Harp Okuluna başlamadan önce 2001'de başka bir "abi"ye devredildiğini anlatan Söylemez, "Harp okulunun birinci ve ikinci sınıfında Ankara'da hiç kimse ile görüşmedim. Üçüncü sınıfa başladığımda kendime bir adet cep telefonu aldım. Bu telefonum ile iletişime geçiyorduk. Cep telefonumu ankesörlü telefondan veya sabit hatlardan arıyordu, o dönem kullandığım numarayı hatırlamıyorum ancak kendi üzerime kayıtlı numara idi. Bu aramalarda buluşma yerini söylüyordu. Üçüncü ve dördüncü sınıflardaki buluşmalarımız Ümitköy'de bulunan villaların olduğu bir site içerisinde evde görüşüyorduk." ifadelerini kullandı.
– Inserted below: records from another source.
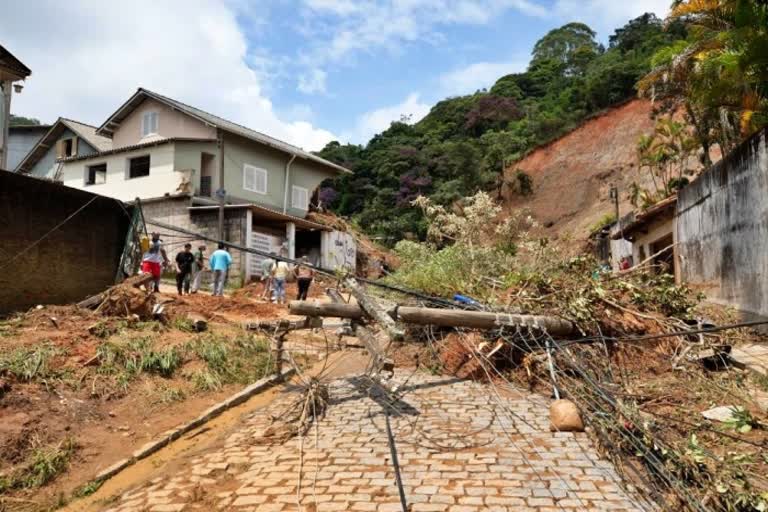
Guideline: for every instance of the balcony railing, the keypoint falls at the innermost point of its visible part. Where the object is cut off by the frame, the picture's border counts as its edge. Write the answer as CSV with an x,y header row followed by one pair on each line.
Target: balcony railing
x,y
205,186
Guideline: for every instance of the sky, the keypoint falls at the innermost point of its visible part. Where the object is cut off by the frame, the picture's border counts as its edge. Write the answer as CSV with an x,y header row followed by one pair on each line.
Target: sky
x,y
304,71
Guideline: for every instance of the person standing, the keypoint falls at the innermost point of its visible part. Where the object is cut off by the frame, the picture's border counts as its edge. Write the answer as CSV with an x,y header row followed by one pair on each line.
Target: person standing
x,y
197,268
184,261
153,261
266,275
304,275
280,273
220,262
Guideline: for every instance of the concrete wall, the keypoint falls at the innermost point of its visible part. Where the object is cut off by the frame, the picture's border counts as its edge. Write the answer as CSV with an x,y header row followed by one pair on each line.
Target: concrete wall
x,y
175,211
188,155
239,151
20,142
655,231
76,260
46,166
171,123
722,229
162,179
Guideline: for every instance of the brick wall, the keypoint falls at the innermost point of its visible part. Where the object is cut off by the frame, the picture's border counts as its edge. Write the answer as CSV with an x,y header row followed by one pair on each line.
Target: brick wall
x,y
175,211
44,263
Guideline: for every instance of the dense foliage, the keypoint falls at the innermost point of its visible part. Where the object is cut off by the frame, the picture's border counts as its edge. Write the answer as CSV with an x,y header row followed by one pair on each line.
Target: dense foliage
x,y
465,142
719,73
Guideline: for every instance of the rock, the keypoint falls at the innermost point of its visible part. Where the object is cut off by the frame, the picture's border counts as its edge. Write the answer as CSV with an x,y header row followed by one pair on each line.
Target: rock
x,y
723,413
564,416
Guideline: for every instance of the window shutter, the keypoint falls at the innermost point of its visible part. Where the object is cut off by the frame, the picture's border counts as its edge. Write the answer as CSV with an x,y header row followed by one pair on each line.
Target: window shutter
x,y
248,178
261,182
299,198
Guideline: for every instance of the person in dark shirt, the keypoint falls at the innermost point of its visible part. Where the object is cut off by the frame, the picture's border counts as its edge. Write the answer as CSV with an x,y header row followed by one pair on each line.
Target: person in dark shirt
x,y
184,261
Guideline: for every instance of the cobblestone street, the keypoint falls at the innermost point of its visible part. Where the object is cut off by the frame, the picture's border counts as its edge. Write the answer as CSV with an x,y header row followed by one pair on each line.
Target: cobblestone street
x,y
462,447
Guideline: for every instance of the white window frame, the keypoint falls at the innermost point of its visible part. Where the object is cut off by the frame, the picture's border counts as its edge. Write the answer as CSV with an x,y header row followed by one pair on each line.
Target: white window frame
x,y
87,170
256,171
305,191
128,166
148,116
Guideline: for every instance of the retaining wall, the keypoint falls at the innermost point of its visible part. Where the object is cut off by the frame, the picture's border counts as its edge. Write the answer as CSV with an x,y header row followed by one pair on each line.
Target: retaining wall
x,y
43,261
722,229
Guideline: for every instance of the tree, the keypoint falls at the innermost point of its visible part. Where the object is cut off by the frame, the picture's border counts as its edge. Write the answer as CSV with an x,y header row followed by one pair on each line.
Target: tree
x,y
665,154
573,46
720,73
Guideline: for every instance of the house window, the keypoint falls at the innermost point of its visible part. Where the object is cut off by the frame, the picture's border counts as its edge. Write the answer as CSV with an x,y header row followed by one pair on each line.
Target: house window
x,y
149,124
138,167
66,147
299,198
254,179
96,174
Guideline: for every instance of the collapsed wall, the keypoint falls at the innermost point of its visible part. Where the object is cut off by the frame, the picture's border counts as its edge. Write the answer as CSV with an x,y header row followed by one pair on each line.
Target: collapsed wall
x,y
58,244
722,229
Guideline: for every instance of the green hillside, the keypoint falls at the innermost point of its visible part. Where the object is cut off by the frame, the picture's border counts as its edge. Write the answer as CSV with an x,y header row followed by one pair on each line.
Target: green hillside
x,y
462,145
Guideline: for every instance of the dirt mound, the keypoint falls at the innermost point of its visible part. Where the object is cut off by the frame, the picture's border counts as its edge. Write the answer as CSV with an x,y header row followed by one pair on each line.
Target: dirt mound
x,y
572,175
457,356
371,257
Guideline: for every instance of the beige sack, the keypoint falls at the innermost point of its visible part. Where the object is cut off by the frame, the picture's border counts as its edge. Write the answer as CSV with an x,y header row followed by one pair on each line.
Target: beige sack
x,y
564,417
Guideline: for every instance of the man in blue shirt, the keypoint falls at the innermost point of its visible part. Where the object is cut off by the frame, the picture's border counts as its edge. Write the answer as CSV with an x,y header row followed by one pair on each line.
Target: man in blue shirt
x,y
220,261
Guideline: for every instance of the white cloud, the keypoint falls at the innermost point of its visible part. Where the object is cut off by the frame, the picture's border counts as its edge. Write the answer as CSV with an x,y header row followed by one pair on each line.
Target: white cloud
x,y
368,25
312,82
479,75
376,121
194,51
606,15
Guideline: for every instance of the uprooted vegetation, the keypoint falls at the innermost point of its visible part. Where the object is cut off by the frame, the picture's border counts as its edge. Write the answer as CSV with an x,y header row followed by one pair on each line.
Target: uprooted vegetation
x,y
640,382
75,381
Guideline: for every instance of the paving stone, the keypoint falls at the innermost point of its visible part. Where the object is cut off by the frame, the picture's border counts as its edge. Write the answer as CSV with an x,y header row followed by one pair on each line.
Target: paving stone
x,y
507,462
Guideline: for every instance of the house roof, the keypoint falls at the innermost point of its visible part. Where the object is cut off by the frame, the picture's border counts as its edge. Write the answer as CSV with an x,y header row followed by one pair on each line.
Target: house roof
x,y
132,147
29,128
12,68
141,94
82,130
634,222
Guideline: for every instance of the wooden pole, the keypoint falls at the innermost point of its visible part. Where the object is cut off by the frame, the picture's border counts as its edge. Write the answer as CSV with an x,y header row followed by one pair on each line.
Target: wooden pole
x,y
442,317
380,361
375,311
315,308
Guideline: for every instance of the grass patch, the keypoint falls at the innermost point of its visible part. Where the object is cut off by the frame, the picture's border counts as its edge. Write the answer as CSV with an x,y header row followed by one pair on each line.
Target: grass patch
x,y
28,364
87,489
137,356
43,465
240,359
183,324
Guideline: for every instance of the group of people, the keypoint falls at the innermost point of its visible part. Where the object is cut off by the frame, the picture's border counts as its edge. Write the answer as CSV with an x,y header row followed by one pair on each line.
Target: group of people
x,y
189,266
274,275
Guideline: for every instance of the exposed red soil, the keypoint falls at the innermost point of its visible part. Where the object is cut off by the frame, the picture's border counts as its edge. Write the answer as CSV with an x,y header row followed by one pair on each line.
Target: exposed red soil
x,y
106,424
572,176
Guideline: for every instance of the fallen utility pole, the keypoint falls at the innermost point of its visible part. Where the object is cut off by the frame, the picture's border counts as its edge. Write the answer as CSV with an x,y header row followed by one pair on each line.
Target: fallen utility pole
x,y
375,311
444,317
311,322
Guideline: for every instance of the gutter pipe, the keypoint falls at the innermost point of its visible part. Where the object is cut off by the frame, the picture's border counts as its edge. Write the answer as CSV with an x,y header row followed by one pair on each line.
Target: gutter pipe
x,y
287,180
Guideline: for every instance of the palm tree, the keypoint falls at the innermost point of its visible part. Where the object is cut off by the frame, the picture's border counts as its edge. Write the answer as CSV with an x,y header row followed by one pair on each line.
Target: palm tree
x,y
720,74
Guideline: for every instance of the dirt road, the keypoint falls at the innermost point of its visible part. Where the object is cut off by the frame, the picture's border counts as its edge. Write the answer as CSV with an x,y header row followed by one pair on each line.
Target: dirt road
x,y
463,447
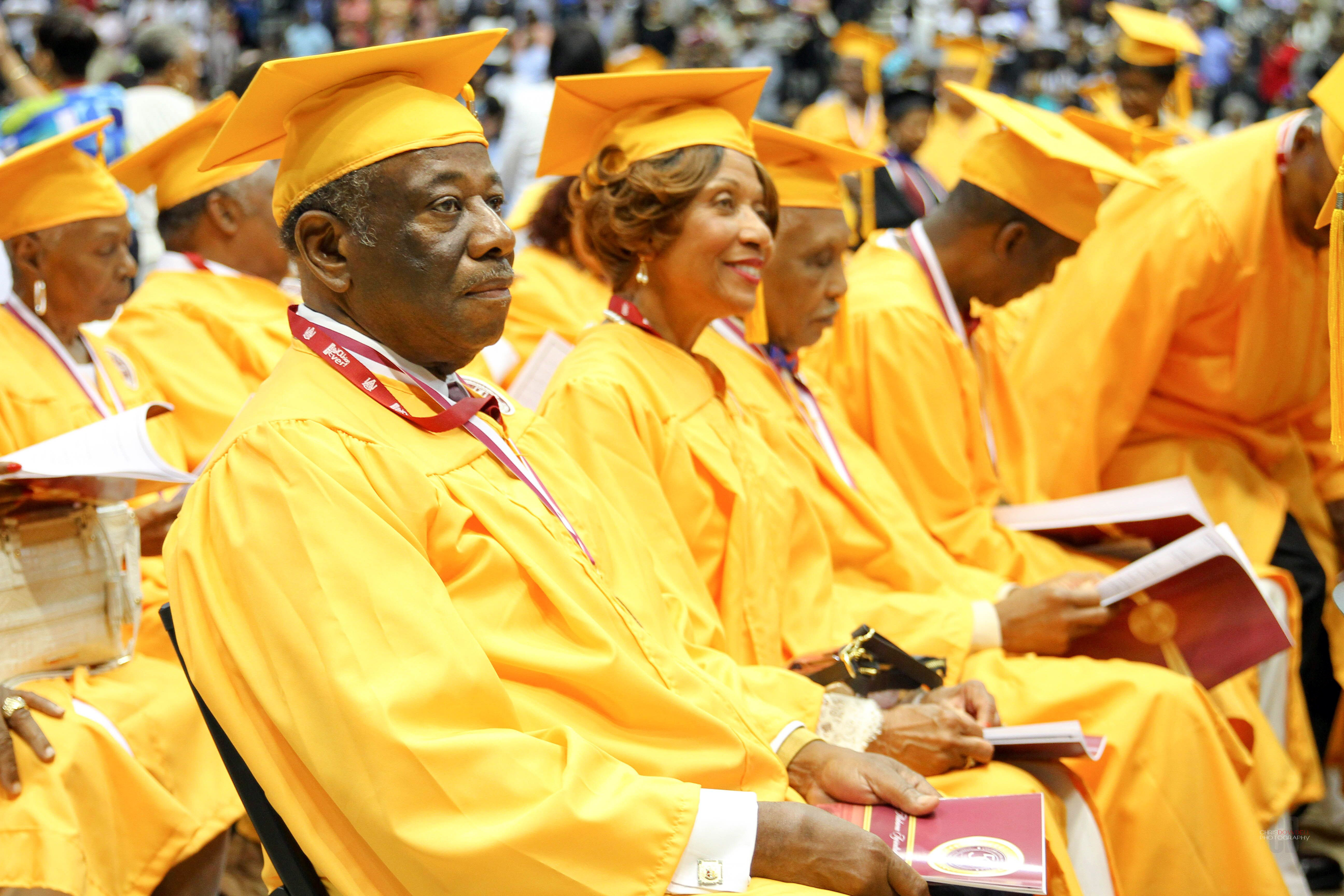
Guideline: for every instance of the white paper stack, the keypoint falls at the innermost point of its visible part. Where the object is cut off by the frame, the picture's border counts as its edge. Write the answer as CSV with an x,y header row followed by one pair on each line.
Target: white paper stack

İstanbul'da 2005-2006 yılları arasında Piyade Okulunda okuduğunu, 2006'da Ankara'ya tayini çıktığını ve burada Sadık isimli birisine devredildiğini anlatan Söylemez, "Hafta sonları veya akşamları Emniyet Genel Müdürlüğüne yakın bir evde Sadık ile buluşuyorduk. Bu evde 2006-2008 yılları arasında hep tek görüştük. Bu evi siz görevlilere yer gösterme esnasında gösterdim. 2008 yılından sonra ben bu evde bulunduğum esnada Serdar Tekin ve Burak Akın bu eve geldiler. Eve geldikleri zamana kadar bu şahısların FETÖ yapılanması içerisinde olduklarını bilmiyordum. Ancak şahısları Özel Kuvvetlerden ve Askeri Liseden tanıyordum. Sadık isimli şahıs bunlar gelmeden önce 'sana bir sürprizim var' dedi. Bu şahıslar içeri girdi o zaman bu şahısların da Fetullahçı Terör Örgütü içerisinde olduklarını anladım." diye konuştu.
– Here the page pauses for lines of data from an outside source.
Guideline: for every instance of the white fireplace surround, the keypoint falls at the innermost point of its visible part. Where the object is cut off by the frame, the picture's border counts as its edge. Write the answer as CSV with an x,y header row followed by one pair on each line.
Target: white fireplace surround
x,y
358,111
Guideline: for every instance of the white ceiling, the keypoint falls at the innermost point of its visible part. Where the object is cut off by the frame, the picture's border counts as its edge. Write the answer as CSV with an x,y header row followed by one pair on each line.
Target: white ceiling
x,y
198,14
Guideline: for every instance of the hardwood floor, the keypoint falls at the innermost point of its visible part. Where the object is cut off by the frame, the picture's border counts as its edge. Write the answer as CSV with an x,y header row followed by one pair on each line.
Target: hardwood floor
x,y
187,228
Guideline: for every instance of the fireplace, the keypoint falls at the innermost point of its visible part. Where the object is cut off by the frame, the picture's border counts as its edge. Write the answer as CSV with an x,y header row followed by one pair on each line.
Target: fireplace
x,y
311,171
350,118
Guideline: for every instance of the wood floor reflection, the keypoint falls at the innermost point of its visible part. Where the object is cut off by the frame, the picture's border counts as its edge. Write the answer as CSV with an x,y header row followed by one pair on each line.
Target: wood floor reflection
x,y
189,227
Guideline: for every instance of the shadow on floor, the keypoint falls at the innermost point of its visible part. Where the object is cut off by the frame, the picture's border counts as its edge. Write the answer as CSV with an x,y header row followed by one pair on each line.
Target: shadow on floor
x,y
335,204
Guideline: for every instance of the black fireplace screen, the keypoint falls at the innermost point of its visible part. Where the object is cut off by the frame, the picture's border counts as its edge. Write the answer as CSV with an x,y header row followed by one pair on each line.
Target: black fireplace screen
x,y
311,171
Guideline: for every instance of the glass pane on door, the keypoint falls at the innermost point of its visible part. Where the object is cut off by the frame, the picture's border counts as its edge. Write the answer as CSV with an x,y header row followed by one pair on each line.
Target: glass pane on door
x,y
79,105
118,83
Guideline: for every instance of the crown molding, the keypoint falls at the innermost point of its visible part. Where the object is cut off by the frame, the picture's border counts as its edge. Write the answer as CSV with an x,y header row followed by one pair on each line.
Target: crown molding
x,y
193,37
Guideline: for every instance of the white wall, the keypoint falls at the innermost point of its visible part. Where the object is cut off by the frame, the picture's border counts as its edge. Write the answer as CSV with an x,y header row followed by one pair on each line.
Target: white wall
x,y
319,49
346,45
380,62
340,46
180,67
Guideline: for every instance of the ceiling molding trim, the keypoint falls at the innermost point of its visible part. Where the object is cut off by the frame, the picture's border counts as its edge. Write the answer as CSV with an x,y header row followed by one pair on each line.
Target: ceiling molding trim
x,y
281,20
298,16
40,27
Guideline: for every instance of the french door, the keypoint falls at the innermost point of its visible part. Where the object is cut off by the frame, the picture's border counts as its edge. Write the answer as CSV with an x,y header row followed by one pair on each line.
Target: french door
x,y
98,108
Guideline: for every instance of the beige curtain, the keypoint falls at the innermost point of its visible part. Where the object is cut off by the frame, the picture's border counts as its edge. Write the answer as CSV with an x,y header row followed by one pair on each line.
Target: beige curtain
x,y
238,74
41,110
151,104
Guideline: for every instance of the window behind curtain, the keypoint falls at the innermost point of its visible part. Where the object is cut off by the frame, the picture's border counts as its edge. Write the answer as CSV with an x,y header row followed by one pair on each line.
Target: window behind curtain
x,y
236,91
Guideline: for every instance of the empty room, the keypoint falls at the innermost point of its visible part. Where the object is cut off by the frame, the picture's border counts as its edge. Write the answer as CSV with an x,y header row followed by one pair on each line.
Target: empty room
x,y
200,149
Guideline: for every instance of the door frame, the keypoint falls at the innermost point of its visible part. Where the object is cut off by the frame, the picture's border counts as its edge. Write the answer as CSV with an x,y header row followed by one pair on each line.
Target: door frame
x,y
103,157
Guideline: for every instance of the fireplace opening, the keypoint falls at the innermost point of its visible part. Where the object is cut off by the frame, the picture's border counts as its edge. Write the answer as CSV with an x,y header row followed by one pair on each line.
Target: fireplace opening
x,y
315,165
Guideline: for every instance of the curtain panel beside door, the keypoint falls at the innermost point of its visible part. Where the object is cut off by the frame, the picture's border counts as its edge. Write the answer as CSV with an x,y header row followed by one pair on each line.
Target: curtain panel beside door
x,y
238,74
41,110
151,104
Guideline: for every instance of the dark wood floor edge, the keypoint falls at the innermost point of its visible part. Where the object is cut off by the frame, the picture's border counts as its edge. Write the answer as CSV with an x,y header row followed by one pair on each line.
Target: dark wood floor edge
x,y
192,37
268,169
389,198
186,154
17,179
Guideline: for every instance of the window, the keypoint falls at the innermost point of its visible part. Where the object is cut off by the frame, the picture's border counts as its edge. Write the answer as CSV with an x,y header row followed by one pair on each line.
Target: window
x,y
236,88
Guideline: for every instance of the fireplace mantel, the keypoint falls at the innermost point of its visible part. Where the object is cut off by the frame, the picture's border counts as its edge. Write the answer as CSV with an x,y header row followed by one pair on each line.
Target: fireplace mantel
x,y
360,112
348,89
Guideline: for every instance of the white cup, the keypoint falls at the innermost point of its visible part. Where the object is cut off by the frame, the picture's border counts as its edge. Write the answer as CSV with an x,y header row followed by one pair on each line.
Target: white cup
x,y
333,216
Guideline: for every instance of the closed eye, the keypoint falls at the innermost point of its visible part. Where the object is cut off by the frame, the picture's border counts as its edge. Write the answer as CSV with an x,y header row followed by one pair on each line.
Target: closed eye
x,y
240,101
"Hami" kod isimli Ali Irmak'ın 2010'da kendisine evlenmesi konusunda telkin verdiğini ve "Dışarıdan evlilik olmaz, cemaatten biri ile evlenmen gerekir" dediğini belirten Söylemez, "Şu anki eşim olan Ayşe Söylemez ile beni tanıştırdılar. Hami bana anlaşıp anlaşamayacağımı sordu. Ben de kendisine olabileceğini söyledim. Eşim de olur verdiği için görüşmeye başladık. Bir yıl için de evlendik. Eşimle evlendikten sonra Hami'nin evine sohbetlere gittiğimizde eşimle Hami'nin eşi başka odada oturur dini sohbet yaparlardı." dedi.
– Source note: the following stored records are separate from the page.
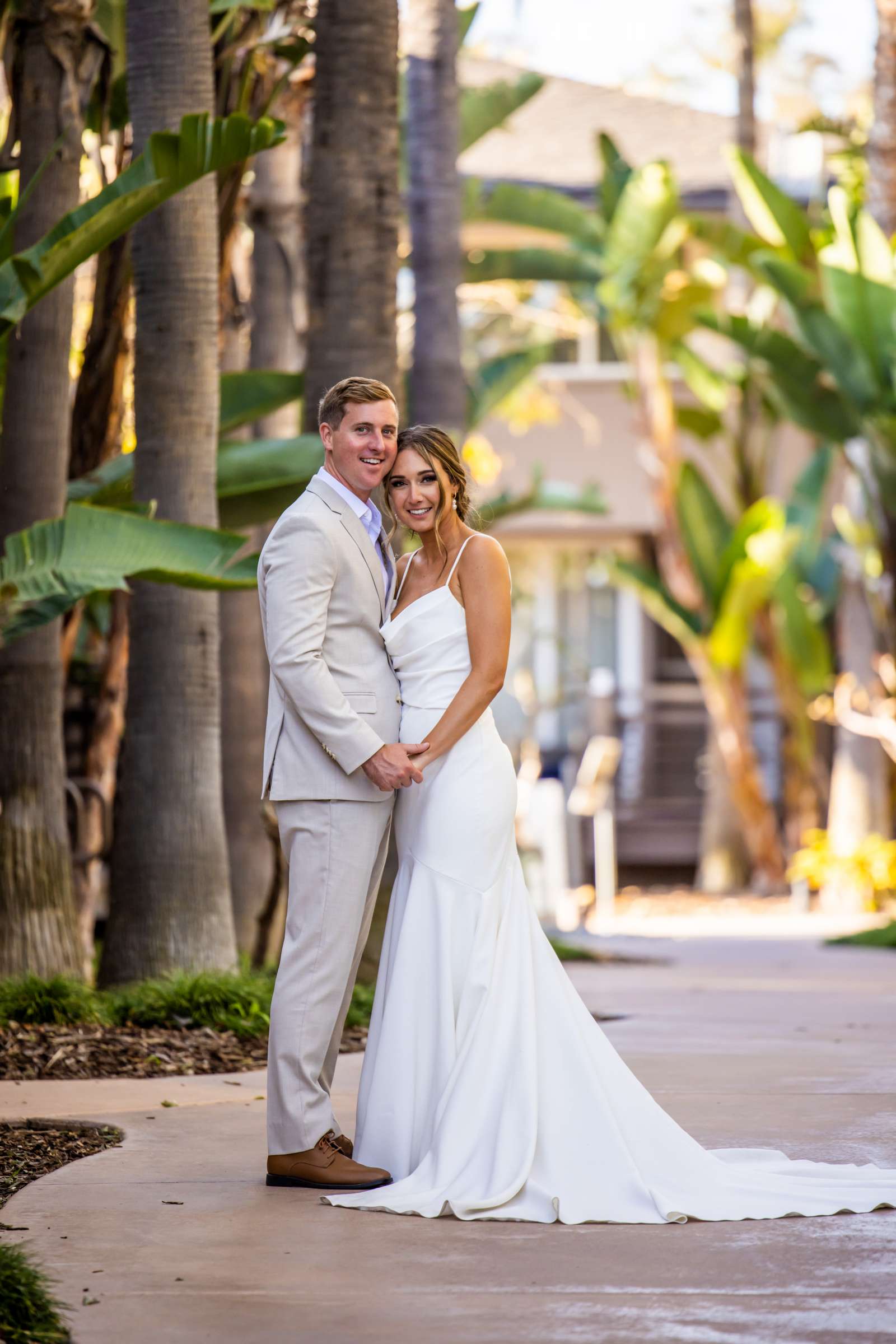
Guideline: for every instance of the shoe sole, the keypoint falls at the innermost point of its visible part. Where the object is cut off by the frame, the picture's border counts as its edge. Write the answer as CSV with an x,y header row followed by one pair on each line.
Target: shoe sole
x,y
314,1184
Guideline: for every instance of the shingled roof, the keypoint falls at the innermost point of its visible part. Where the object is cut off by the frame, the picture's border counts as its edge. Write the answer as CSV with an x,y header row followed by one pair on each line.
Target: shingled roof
x,y
551,139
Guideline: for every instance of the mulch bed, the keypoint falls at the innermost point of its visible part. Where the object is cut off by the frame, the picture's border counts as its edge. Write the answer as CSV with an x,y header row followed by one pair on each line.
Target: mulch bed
x,y
93,1052
31,1148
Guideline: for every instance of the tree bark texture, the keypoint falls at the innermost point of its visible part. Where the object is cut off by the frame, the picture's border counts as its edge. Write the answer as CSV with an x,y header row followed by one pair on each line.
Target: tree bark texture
x,y
745,42
725,694
99,409
170,874
726,699
860,773
277,342
438,391
36,905
881,142
352,198
725,859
Darbe girişimi sırasında Silopi'de görevli olduğunu bildiren Söylemez, şunları kaydetti:

"Semih Terzi Silopi'de Tugay komutanımdı. 15 Temmuz günü helikoptere binerek tugaydan ayrıldı. Nereye gittiği hakkında bir bilgimiz yoktu. Semih Terzi tugaydan ayrılırken helikopterin yanında Celal Koca ve Binbaşı İsmail Çevik vardı. Bir şeyler konuştular. Darbe kalkışmasının olduğu saatlerde televizyondan takip ediyorduk. Celal Koca, Kurmay Başkanı Karargahını topladı. Darbeyi öven nitelikte konuşmalar yaptı. 'Ülke kötü yönetiliyor, ülke elden gidiyor, birçok arkadaşımız şehit oluyor bu gidişi durdurmamız lazım bizim komutanımız belli Semih Terzi'dir. Biz onun talimatlarını yerine getiririz. General Halil Soysal emir komutayı almak için buraya gelecek, geldiğinde emir komutayı vermeyeceğiz. Kendisini aşağıya alarak tecrit edeceğiz. Herkes silahını teçhizatını alsın geldiği zaman alıkoyacağız." dedi. Ben silah ve teçhizatımı almamıştım, alanlar vardı."

İddianamede, şüpheliler Ayşe Söylemez, Hüseyin Çetinkaya ve Mustafa Çopuroğlu'nun da ifadelerine yer verildi.

İddianame, hukuki ve fiili irtibat bulunduğu gerekçesiyle birleştirme talebiyle Ankara 16. Ağır Ceza Mahkemesine gönderildi.